This is a wonderfully clear, but rather limited statement of the position of marxist theory in relation to both Weberian and socially-relativist conceptions of “social science, “ written by a current proponent of the Dutch-German Left Communist tradition, Paul Mattick Junior. It criticizes and rejects classical models of the operation of “social science,” especially Weber, and then wrestles at length with Peter Winch’s relativist criticism of Weber, his rejection of the anthropologist as an outside analyst of a society drawing conclusions with which the participants in the society would disagree, and his ultimate rejection of the possibility of social science itself. Mattick is both harsh and fair with Winch, completely rejecting his framework while showing how some of his concerns are actually quite close to Marx’s. The book goes on to give a vicious smacking to professional economics - always a fun pastime - and lay out elements of the marxist understanding of the production of systematic knowledge about society, concluding with situating marxism as a tool of the proletariat to be made use of and dispensed with as the capitalist mode of production which gives rise to it is done away with.

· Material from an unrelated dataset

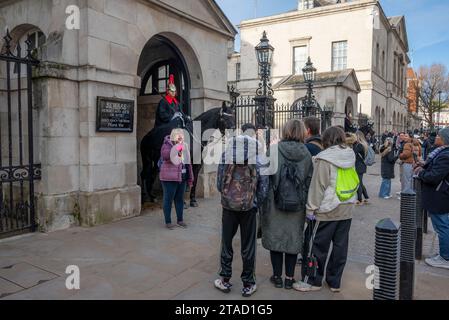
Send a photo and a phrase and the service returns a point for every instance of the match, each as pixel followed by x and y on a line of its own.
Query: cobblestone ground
pixel 139 259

The explanations Mattick gives of the marxist methods for understanding societies are excellent, and sometimes brilliant, and his criticisms of Weber and Winch are convincing, considered and subtle. He stays so much on the level of critique of social science methodology and its internal criticisms, however, that he neglects fully performing the crucial step of analyzing the social conditions that gave rise to social science beyond a very general theoretical confirmation of its being specific to capitalism. Neither colonialism nor the social management of the proletariat are brought up - absolutely puzzling for a book on this topic; this is despite the fact of formative social science being directly involved in both the colonial projects of European states and the transformation of bourgeois “philanthropic” efforts to mollify the proletariat and prevent uprisings into modern social-containment industries such as social work. Neither is the question of how the division of labor in societies shapes day-to-day consciousness and the production of scientific knowledge taken on. This historical investigation into the conditions producing the consciousness of the social scientist is fundamentally important to the project that Mattick takes on; without it, the book is incomplete and unable to fully explain the fundamental contradictions in professional sociology, anthropology and economics.
For this reason, I’ve given three rather than four stars. I would encourage readers to give it a go anyway - it’s short, concise, and well worth the read. Just do your best to remain highly conscious of how partial and short-circuited of an explanation it is.